All those practices listed in §2 above exist for a reason; they're the only way we even have a chance of getting a system to work the first time in a very new situation. They are not optional nice-to-haves, rather they are the bare minimum to make the task merely “very difficult” rather than “hopeless”. If it seems impossible to apply those techniques to AGI, per §3.1 above, then, well, we better shut up and do the impossible.
What might that look like? How do we get to a place where we have deep understanding, and where this understanding gives us a strong reason to believe that things will go well in the (out-of-distribution) scenarios of concern, and where we have a wide variety of safe tests that can be quantitatively compared with that understanding in order to surface unknown unknowns?
I don't know!
Presumably the “spec” and the tests would be more about the AGI’s motivation, or its disposition, or something, rather than about its object-level actions? Well, whatever it is, we better figure it out.
We're not there today, nor anywhere close.
(And even if we got there, then we would face the additional problem that all existing and likely future AI companies seem to have neither the capability, nor the culture, nor the time, nor generally even the desire to do the rigorous high-reliability engineering (§2) for AGI. See e.g. Six Dimensions of Operational Adequacy in AGI Projects (Yudkowsky 2017).)
4. Optional bonus section: Possible objections & responses
Possible Objection 1: Your §3.1 is misleading; we don’t need to specify what AGI Jeff Bezos needs to do to run a successful innovative business, rather we need to specify what he needs to not do, e.g. he needs to not break the law.
My Response: If you want to say that “don’t break the law” etc. counts as a spec, well, nobody knows how to do the §2 stuff (deep understanding etc.) for “don’t break the law” either.

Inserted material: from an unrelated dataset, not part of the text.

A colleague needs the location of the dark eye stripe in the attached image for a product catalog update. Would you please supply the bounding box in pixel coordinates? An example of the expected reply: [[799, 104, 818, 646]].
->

And yes, we should tackle that problem. But I don’t see any way that a 300-page spec (as suggested by Joshua Achiam at the top) would be helpful for that. In particular:
Possible Objection 2: We only need the §2 stuff (deep understanding etc.) if there are potentially-problematic distribution shifts between test and deployment. If we can do unlimited low-stakes tests of the exact thing that we care about, then we can just do trial-and-error iteration. And we get that for free because AGI will improve gradually. Why do you expect problematic distribution shifts?
My Response: See my comments in §3.2, plus maybe my post “Sharp Left Turn” discourse: An opinionated review. Or just think: we’re gonna get to a place where there are millions of telepathically-communicating super-speed-John-von-Neumann-level AGIs around the world, getting sculpted by continual learning for the equivalent of subjective centuries, and able to coordinate, invent new technologies and ideas, and radically restructure the world if they so choose … and you really don’t think there’s any problematic distribution shift between that and your safe sandbox test environment?? So the upshot is: the gradual-versus-sudden-takeoff debate is irrelevant for my argument here. (Although for the record, I do expect superintelligence to appear more suddenly than most people do.)
Maybe an analogy is: if you’re worried that a nuclear weapon with yield Y might ignite the atmosphere, it doesn’t help to first test a nuclear weapon with yield 0.1×Y, and then if the atmosphere hasn’t been ignited yet, next try testing one with yield 0.2×Y, etc.